Un avenant au bail de colocation est un document qui permet de modifier les conditions du bail initial, afin qu’il soit toujours valable. Il est obligatoire de rédiger un avenant au contrat de colocation dès lors :

  • Qu’il y a un changement de colocataire. Dès que l’un des occupants actuels du logement décide de partir ainsi que lorsqu’un nouvel occupant a été trouvé.
  • Qu’il y a un changement, que ce soit une augmentation ou une diminution du montant du loyer. (Surtout dans le cadre de la révision annuelle selon l’Indice de Référence des Loyers (IRL))
  • Qu’il y a une modification du montant des charges locatives
  • Que la durée du bail est prolongée
  • Qu’une dépendance non utilisée par les locataires est exclue du contrat de bail

2. Le départ d’un des colocataires

Un colocataire peut décider de quitter le logement sans l’accord des autres locataires. Celui-ci doit donner congé au bailleur par lettre recommandée avec avis de réception, en respectant le préavis. Celui-ci devient un colocataire solidaire et doit remplir ses obligations de paiement, comme convenu dans la loi ALURAvec l’accord du bailleur, la solidarité du colocataire et de sa caution est levée à la fin de la date d’effet du congé et dès qu’un nouveau colocataire a été trouvé et inscrit au contrat de bail. Si aucun accord n’a été trouvé, la fin de la solidarité du colocataire est effective 6 mois après la date d’effet du congé.

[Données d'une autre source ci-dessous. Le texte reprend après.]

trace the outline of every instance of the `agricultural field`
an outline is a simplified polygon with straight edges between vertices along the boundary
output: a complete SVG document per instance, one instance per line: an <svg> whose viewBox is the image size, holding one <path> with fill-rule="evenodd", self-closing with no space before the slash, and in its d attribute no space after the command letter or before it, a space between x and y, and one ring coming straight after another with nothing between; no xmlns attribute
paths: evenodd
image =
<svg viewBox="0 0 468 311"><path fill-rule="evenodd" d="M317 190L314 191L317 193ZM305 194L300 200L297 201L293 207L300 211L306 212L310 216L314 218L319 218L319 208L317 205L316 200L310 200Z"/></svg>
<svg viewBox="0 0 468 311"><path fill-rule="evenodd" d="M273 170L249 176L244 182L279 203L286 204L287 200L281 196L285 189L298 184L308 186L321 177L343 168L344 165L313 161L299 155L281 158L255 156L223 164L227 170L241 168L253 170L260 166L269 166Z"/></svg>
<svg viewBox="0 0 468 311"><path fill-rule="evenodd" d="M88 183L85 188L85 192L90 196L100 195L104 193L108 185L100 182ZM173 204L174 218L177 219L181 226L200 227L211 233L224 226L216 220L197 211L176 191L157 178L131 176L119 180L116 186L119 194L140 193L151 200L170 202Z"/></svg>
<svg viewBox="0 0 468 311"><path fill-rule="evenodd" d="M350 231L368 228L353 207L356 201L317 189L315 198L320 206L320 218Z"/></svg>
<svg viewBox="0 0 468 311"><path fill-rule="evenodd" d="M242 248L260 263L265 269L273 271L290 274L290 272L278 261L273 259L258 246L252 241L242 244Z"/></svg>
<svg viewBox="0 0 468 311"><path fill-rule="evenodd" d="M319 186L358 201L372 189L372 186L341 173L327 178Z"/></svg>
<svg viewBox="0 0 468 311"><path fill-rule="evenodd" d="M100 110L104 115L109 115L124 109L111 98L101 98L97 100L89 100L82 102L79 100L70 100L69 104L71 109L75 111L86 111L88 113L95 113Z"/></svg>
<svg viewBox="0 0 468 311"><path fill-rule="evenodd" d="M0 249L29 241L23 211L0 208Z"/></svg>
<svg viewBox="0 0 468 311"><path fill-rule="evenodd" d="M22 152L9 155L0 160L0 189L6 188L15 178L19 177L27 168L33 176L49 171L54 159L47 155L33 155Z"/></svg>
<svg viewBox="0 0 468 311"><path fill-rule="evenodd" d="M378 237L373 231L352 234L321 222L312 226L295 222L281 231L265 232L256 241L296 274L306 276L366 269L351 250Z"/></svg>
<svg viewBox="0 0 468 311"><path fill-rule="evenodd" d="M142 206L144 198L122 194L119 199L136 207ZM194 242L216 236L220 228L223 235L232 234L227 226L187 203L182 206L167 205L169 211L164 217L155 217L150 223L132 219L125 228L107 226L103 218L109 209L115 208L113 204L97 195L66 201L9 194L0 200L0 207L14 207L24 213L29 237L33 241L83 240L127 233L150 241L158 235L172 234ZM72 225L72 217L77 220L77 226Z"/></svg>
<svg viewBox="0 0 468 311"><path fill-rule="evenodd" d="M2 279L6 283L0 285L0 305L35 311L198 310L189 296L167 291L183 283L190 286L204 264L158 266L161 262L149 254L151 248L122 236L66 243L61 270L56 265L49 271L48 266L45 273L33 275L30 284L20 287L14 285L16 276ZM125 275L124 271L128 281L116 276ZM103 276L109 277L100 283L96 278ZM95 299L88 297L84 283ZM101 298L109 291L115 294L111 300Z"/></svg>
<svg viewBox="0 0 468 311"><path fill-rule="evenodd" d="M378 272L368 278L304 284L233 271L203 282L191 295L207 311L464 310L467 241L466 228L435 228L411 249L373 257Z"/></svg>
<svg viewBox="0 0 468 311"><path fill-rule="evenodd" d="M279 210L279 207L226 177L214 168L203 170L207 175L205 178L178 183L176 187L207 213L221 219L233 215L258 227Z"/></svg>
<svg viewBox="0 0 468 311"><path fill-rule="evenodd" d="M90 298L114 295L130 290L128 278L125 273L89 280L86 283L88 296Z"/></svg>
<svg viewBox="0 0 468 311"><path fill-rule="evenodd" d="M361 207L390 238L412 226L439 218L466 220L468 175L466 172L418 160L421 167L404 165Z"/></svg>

L’ancien colocataire et sa caution sont ainsi libérés de cette clause dès lors que le propriétaire a accepté un nouveau locataire. Cependant, il ne lui sera pas possible de récupérer immédiatement son dépôt de garantie. Il ne peut être restitué que lorsque le logement sera vide, lors de la libération complète des lieux par tous ses occupants (généralement lorsque le colocataire sortant est remplacé, le nouveau colocataire verse le montant du dépôt de garantie au sortant). De plus, le colocataire sortant peut proposer au bailleur une nouvelle personne pour le remplacer. Celui-ci n’est pas dans l’obligation d’accepter cette personne.